Thus, passing the day in dragging furniture, he forgot nothing. Quite the opposite. These were days when he thought of his own past, his eyes staring at the one scene he had before him, that of the Daphne, and the Daphne was transformed into a Theater of Memory, as such theaters were conceived in his day, where every feature recalled to him an episode, remote or recent, in his story: the bowsprit, his arrival after the wreck, when he realized he would never see his beloved again; the furled sails, his long hours of staring at them and dreaming of her lost, lost; the gallery, from which he explored the distant Island, and Her distance…. But he had dedicated to her so many meditations that, as long as he remained there, every corner of that seagoing house would remind him, moment by moment, of everything he wanted to forget.

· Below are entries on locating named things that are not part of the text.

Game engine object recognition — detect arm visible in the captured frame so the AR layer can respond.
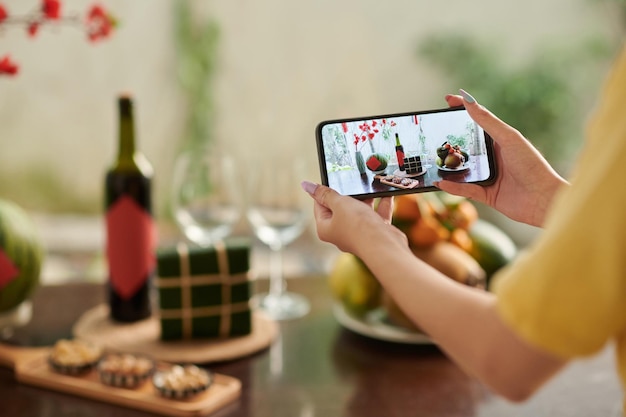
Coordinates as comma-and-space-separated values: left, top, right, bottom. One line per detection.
303, 183, 565, 401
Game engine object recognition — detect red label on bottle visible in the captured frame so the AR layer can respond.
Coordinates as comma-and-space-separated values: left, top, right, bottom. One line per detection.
366, 156, 382, 171
106, 196, 156, 299
396, 149, 404, 170
0, 249, 20, 289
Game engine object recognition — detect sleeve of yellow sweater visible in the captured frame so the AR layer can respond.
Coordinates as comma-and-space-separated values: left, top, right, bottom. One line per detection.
494, 44, 626, 358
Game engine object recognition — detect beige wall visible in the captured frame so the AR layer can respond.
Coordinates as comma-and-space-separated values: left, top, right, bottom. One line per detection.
0, 0, 618, 218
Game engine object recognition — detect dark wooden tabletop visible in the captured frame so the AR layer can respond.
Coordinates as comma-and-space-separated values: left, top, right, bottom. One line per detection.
0, 277, 621, 417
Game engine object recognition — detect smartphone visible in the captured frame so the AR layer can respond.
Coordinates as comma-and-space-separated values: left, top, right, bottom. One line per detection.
315, 107, 497, 199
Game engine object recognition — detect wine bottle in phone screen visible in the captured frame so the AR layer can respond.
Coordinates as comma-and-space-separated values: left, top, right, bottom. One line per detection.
396, 133, 404, 171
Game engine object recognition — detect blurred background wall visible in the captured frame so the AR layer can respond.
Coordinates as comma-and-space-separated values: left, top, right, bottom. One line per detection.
0, 0, 623, 256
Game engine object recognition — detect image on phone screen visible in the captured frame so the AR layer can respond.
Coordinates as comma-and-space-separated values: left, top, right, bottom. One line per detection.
316, 108, 496, 198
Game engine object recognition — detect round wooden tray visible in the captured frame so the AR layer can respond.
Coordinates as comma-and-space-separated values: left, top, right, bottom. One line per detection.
72, 304, 278, 363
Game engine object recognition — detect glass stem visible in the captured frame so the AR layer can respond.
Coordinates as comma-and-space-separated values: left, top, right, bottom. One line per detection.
269, 244, 286, 297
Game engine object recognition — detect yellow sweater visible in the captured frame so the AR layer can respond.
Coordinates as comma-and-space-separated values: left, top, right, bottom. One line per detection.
494, 43, 626, 416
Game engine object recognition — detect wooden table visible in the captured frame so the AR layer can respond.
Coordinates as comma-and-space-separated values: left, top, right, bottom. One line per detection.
0, 277, 621, 417
328, 156, 489, 195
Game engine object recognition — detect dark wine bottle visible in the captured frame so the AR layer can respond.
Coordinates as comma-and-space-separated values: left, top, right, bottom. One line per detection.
105, 96, 156, 322
396, 133, 404, 171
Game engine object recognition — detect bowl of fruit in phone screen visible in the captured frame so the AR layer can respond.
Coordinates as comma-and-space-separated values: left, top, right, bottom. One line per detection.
328, 192, 517, 332
435, 142, 469, 170
365, 153, 389, 174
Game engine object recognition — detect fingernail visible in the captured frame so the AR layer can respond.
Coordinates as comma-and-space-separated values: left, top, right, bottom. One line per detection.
300, 181, 317, 195
459, 88, 476, 104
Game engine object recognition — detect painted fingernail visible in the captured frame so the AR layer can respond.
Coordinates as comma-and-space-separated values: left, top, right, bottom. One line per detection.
459, 88, 476, 104
300, 181, 317, 195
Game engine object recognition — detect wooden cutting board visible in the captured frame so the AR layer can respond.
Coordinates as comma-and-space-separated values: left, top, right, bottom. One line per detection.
0, 343, 241, 417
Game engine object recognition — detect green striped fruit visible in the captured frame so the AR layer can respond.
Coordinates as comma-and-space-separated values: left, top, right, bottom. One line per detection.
0, 199, 44, 312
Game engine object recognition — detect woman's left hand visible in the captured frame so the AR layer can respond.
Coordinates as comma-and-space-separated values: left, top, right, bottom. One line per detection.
302, 181, 407, 256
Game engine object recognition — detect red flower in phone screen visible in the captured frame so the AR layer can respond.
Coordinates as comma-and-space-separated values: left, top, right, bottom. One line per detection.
41, 0, 61, 20
27, 22, 39, 38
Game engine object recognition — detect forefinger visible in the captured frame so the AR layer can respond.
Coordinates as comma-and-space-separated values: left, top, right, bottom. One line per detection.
446, 93, 522, 142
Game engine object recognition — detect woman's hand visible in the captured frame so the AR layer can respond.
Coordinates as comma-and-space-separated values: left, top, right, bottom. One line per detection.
302, 181, 408, 256
435, 90, 567, 226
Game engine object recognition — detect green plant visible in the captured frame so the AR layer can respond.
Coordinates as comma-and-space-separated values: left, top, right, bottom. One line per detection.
418, 34, 605, 169
175, 0, 219, 150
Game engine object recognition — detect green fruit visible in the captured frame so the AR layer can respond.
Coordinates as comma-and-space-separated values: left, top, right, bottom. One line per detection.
469, 219, 517, 287
437, 146, 448, 161
0, 200, 44, 312
328, 252, 381, 316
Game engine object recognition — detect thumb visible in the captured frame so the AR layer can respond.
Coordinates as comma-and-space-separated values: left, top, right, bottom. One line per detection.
434, 180, 487, 203
301, 181, 339, 209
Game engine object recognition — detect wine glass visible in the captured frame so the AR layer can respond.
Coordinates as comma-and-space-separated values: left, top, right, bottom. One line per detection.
172, 148, 241, 247
247, 158, 310, 320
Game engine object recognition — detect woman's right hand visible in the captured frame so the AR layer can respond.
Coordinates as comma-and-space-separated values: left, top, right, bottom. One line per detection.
435, 90, 567, 226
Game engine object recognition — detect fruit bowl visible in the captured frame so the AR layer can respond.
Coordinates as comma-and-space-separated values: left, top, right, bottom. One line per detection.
328, 192, 517, 341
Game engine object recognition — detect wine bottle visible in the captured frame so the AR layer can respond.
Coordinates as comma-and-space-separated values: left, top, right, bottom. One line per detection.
396, 133, 404, 171
105, 95, 156, 322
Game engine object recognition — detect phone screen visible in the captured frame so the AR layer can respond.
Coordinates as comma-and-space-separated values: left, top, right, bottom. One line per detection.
316, 107, 496, 198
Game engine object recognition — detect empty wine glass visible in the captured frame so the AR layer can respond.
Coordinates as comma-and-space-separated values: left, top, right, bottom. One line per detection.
172, 148, 241, 246
247, 159, 310, 320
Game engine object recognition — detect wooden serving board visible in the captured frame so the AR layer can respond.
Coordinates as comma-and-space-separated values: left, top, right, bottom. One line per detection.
375, 175, 420, 190
0, 343, 241, 417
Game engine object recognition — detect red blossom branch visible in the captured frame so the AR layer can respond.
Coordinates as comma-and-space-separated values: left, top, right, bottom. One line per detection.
0, 0, 117, 76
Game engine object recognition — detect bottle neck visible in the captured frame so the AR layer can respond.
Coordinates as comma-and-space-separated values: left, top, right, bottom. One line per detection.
116, 97, 136, 169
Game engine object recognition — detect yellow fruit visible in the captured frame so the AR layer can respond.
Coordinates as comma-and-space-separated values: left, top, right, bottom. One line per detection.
328, 253, 381, 315
393, 194, 421, 220
412, 242, 486, 288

He realized this truth as he came out on deck to seek distraction in the wind. This was his forest, where he went as unhappy lovers go into forests; here was his invented nature, plants planed by the shipwrights of Antwerp, rivers of rough canvas in the wind, tarred caverns, astrolabe-stars. And as a lover, revisiting a place, recognizes the beloved in every flower, in every rustling of leaves, every path, here, now, he could die of love, caressing the mouth of a cannon….

Did poets not celebrate their lady, praising her lips of ruby, her eyes of coal, her breasts of marble, her heart of diamond? Then he, too—locked in that mine of now-fossil firs—would have only mineral passions, hawsers beringed with knots would seem to him her locks, shining bosses her forgotten eyes, the sequence of eaves her teeth dripping scented saliva, a creaking capstan her neck adorned with necklaces of hemp, and he would find peace in the illusion that he had loved the work of a master of automata.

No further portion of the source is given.